On the other hand, the Alpek papers fell 1.34%, followed by OMA with 0.94%, Asur 0.67%, Becle by 0.61% and Grupo México Transportes by 0.5%
. New York Stock Exchange in a short day before the holiday July 4 in the United States for the celebration of the Independence Day.
The three indicators were driven by the rebound of more than 3.0 per cent, on average, of the shares of the technology sector; in addition to the rise of energy companies thanks to rising oil prices.
The Industrial Index D ow Jones recorded an advance of 0.14%, to settle at 24,348.60 units, while the S & P 500 index increases by 0.08 percent, to 2 thousand 728.84 units.
On the other hand, the Nasdaq index operates with a marginal decrease of 0.09% and stood at 7,560.75 units
The indices increased thanks to a rebound in energy values.
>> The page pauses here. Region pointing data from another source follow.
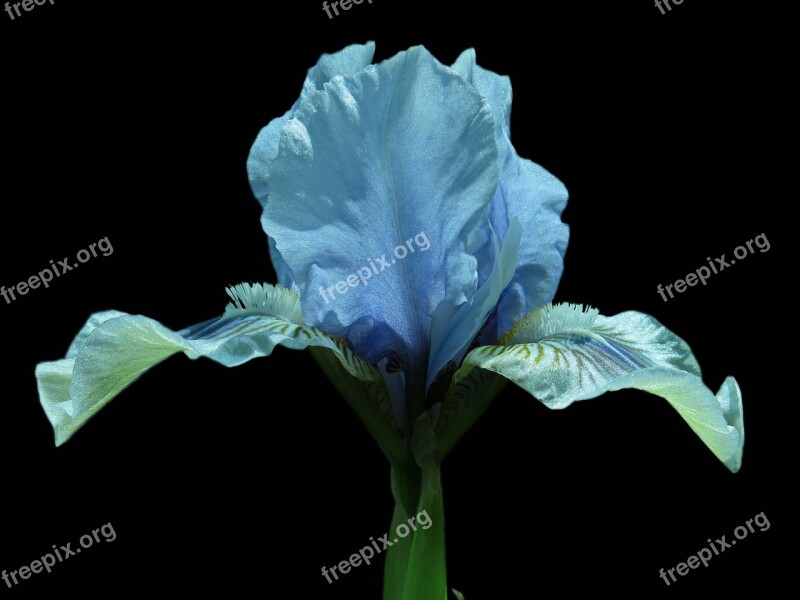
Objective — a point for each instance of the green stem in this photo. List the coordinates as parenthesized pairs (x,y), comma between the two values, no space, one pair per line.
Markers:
(415,565)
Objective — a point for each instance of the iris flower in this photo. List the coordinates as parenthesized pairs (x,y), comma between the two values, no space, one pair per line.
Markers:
(417,256)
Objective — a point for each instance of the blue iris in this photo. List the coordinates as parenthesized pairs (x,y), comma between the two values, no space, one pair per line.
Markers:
(417,256)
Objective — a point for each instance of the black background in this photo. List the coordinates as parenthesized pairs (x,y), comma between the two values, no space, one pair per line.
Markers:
(134,121)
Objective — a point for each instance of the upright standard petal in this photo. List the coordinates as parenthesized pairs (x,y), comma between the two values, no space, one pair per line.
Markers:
(528,193)
(114,349)
(264,150)
(398,152)
(561,354)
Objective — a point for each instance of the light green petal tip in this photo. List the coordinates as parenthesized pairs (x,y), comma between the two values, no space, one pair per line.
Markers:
(113,349)
(561,354)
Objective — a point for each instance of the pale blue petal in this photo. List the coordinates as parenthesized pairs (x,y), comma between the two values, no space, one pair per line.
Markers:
(399,150)
(526,192)
(264,150)
(114,349)
(562,354)
(454,329)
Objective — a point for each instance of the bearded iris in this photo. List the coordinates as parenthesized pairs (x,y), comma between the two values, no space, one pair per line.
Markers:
(369,157)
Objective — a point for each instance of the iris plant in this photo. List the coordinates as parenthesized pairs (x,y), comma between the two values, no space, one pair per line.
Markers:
(368,157)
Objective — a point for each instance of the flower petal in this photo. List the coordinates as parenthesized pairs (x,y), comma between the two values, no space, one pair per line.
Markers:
(351,59)
(114,349)
(259,162)
(454,329)
(561,354)
(398,150)
(526,192)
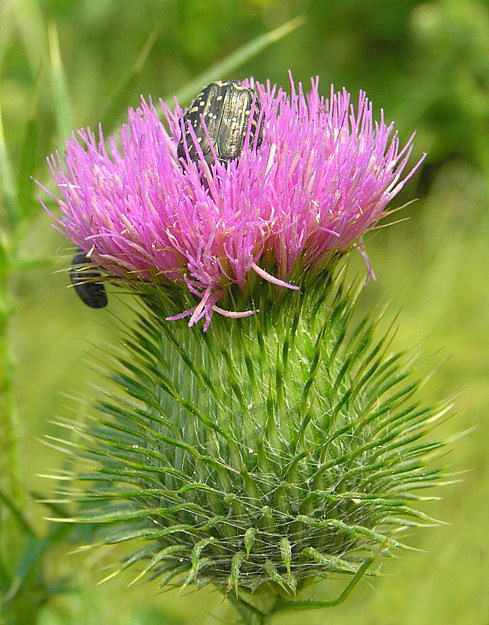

Oil briefly surpassed $ 75 a barrel for the first time since November 2014 before retreating, and China eased some trade concerns by pledging not to use the yuan as a weapon in any trade dispute.
showed slight changes to mixed economic data on factory orders and durable goods orders for the month of May. In Mexico, no relevant figures were published
Factory Orders rose 0.4% in May, better than expected; while durable goods orders fell 0.4% in the fifth month of the year, compared with an average estimate of -0.5 by the market.
With information from Reuters, Notimex and Bloomberg.